For years, many people decided to file bankruptcy in order to rid themselves of their student loans. Unfortunately for some people, the United States has recently made laws that exempt federal student loans from personal bankruptcy status. This means that even when people have declared bankruptcy, they are still responsible for their federal student loans. Currently, this is the only exemption that debtors cannot add to their bankruptcy, but certain circumstances can allow for special provisions in very few cases. Growing in popularity for many reasons, online degrees are a good financial alternative to the classic sit-in colleges. An online AA degree will give you the education and slip of paper you need for a job at a lower cost than a sit-in college.

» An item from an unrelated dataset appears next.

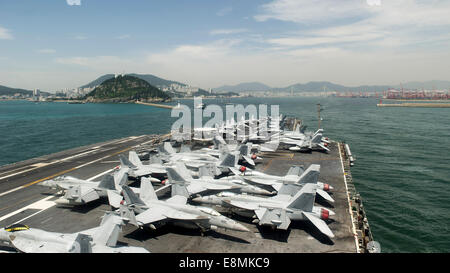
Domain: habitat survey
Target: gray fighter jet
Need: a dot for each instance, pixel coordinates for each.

For those who want to avoid bankruptcy, there are several ways to get out of what might seem to be insurmountable debt. Several bankruptcy alternatives are available and they are worth the extra amount of effort and work in order to preserve your credit. Since the United States passed new laws, it is almost impossible to have all of your debts simply relieved. Debts are more likely placed in a repayment plan with courts relegating a percentage of your income to each debt. The problem with this is that you can make deals with your creditors to make payments yourself without damaging your credit as much as a personal bankruptcy would do.
Getting your debts paid off takes a great deal of hard work and discipline. Personal bankruptcy should be reserved for those who are truly unable to repay their debts due to catastrophes or other circumstances. Only after you have exhausted all other bankruptcy alternatives should you decide to file for a personal bankruptcy because it will haunt you for the rest of your financial future with high interest rates and strict repayment schedules for major purchases. If it is at all possible, the best decision for you and your credit rating is to do whatever it takes to pay off your debts.